Intel today announced the official release of their Dunnington-based Xeon 7400 server CPU. The six-core chip is monolithic, meaning that all six cores are on one die, and is the first Xeon CPU to sport that design. The previous 7300 series CPU, dubbed Tigerton, was a quad-core processor with two dual-core chips on a single module (like existing quad-core consumer chips). As expected, Dunnington is still of the Penryn architecture (45nm High-K manufacturing process), and will be compatible with current Tigerton Socket 604 motherboards.
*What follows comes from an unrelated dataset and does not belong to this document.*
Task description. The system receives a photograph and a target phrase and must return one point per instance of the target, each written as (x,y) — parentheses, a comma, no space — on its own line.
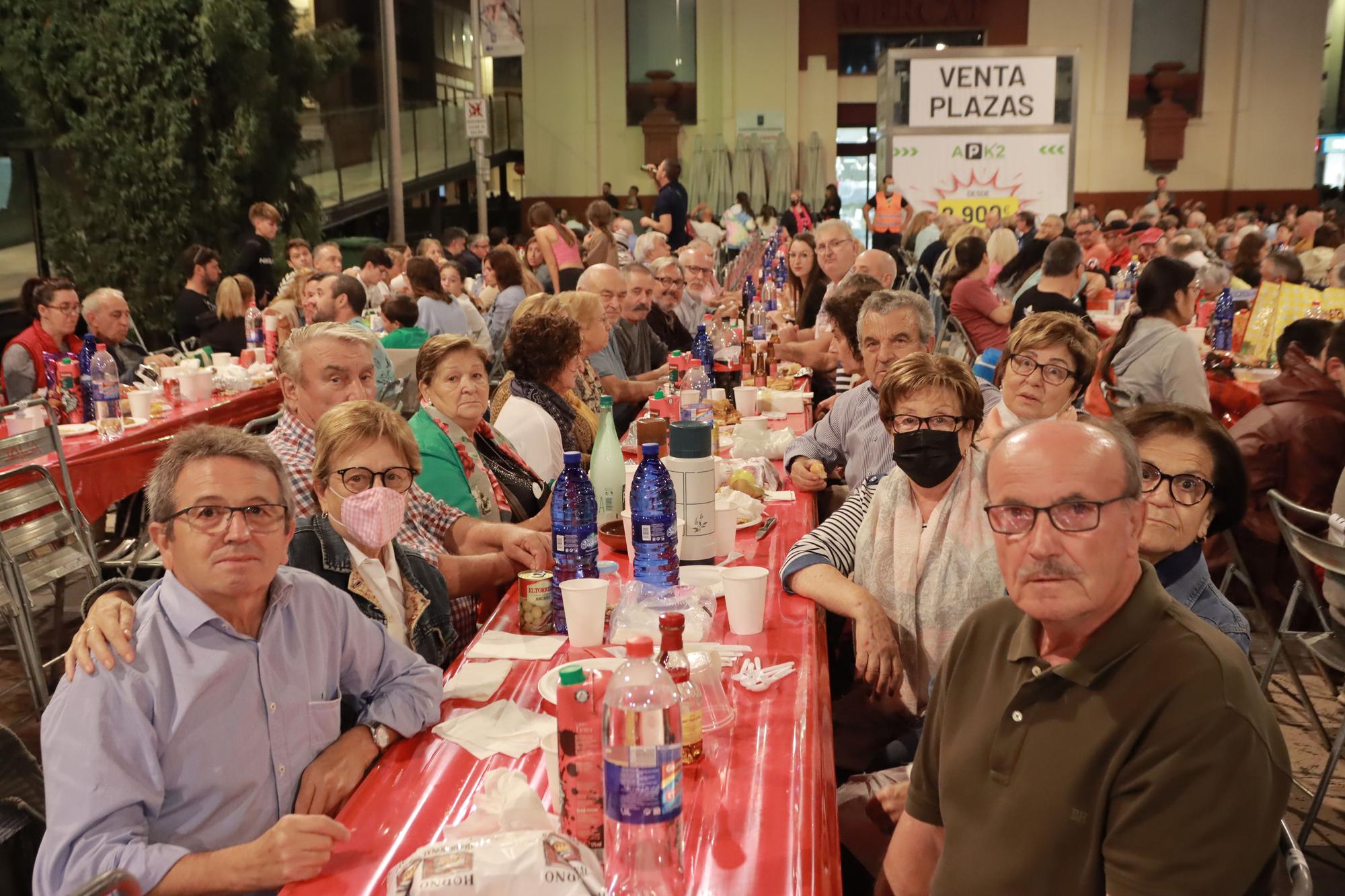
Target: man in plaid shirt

Speed-wise, Intel claims a 50% performance increase in the 7400 over the 7300 series CPU based on TPC-E database benchmark testing (TPC-E simulates the online transaction workload of a large brokerage firm). More impressive is Intel’s claim that even with the improved performance, Dunnington’s energy efficiency actually means it uses 10% lower power than the previous generation. The gains are largely attributed to the presence of a new 16MB level-3 cache, in addition to the extra compute power of two more cores. Xeon 7400 CPUs will launch at 2.66Ghz with either four or six core, and will be priced from $856 to $2729.
What does this mean for consumers? Unfortunately, not much. Intel has no current plans to release a six-core CPU to the mainstream market, and few applications would be able to scale well enough to take full advantage of the additional two cores. Intel seems to be pushing Nehalem for the consumer market, which will launch as a quad-core. Dunnington customers – large Web 2.0 companies like Myspace – will be the ones who benefit most from the extra performance and power efficiency, which may enable them to develop compute-intensive features like high-definition video sharing.